Beyond Asymptotic Motion Planning Properties: Finite-Time Guarantees for Efficient Planning Methods

Andrew Dobson, Rutgers University

Examination Committee: Kostas Bekris, Tina Eliassi-Rad, William Steiger and Michael Fredman

Abstract

Sampling-based motion planners provide efficient solutions to a variety of high-dimensional, geometrically complex motion planning problems. Traditionally, these approaches give up formal guarantees, attaining asymptotic properties in terms of completeness and optimality. Recent work argued, based on Monte Carlo experiments, that these approaches also exhibit desirable probabilistic properties in terms of optimality after finite computation. This talk explores these types of guarantees, providing a bound on the probability that the length of solutions In returned by an asymptotically optimal roadmap-based planner after n iterations are within a bound of the optimal path length.
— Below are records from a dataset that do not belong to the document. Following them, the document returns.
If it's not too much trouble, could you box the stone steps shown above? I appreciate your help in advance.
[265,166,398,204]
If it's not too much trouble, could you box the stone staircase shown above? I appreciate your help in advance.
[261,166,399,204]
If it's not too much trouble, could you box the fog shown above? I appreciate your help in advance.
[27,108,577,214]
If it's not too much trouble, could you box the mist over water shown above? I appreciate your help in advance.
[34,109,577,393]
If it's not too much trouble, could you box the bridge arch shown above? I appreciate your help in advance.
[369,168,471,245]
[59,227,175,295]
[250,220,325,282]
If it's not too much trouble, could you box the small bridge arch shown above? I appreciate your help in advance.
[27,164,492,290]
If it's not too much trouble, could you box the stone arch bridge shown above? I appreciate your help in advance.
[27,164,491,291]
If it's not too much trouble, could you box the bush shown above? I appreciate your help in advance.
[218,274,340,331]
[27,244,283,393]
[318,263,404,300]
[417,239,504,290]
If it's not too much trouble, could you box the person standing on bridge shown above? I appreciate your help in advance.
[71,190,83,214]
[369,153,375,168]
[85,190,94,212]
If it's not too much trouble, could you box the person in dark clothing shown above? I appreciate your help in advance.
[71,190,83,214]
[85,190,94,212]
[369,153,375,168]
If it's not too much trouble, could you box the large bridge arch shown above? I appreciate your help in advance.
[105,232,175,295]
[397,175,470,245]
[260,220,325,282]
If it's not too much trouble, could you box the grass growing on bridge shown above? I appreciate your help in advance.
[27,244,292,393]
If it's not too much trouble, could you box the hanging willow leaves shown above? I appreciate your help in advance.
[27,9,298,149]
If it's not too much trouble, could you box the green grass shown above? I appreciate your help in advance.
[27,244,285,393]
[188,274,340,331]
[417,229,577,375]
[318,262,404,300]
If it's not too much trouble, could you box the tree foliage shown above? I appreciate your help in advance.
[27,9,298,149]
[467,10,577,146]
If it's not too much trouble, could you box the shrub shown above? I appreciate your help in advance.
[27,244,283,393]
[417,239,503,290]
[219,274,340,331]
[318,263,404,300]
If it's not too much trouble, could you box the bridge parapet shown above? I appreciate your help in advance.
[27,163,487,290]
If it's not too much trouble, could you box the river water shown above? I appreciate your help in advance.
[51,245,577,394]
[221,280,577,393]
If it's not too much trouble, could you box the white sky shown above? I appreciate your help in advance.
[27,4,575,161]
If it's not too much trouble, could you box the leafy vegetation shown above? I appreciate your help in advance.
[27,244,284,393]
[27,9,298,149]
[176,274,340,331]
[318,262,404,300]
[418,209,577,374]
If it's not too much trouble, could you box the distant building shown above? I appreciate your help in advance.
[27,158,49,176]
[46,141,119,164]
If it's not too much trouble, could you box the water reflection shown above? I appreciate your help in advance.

This bound gives insight into practial properties, such as providing a probabilistic bound on solution non-existence, which can inform higher-level task planners on where to prune searches. Such a bound can also provide insight into identifying new motion planning methods which provide good practical properties.  Also discussed will be advancements made on sparse representation methods which do provide such good practical properties.  The marriage of sparse methods with finite time properties shows great promise for providing general, robust solutions with very small memory footprints.  This work will strive towards practical application of these methods to humanoid robot manipulation problems.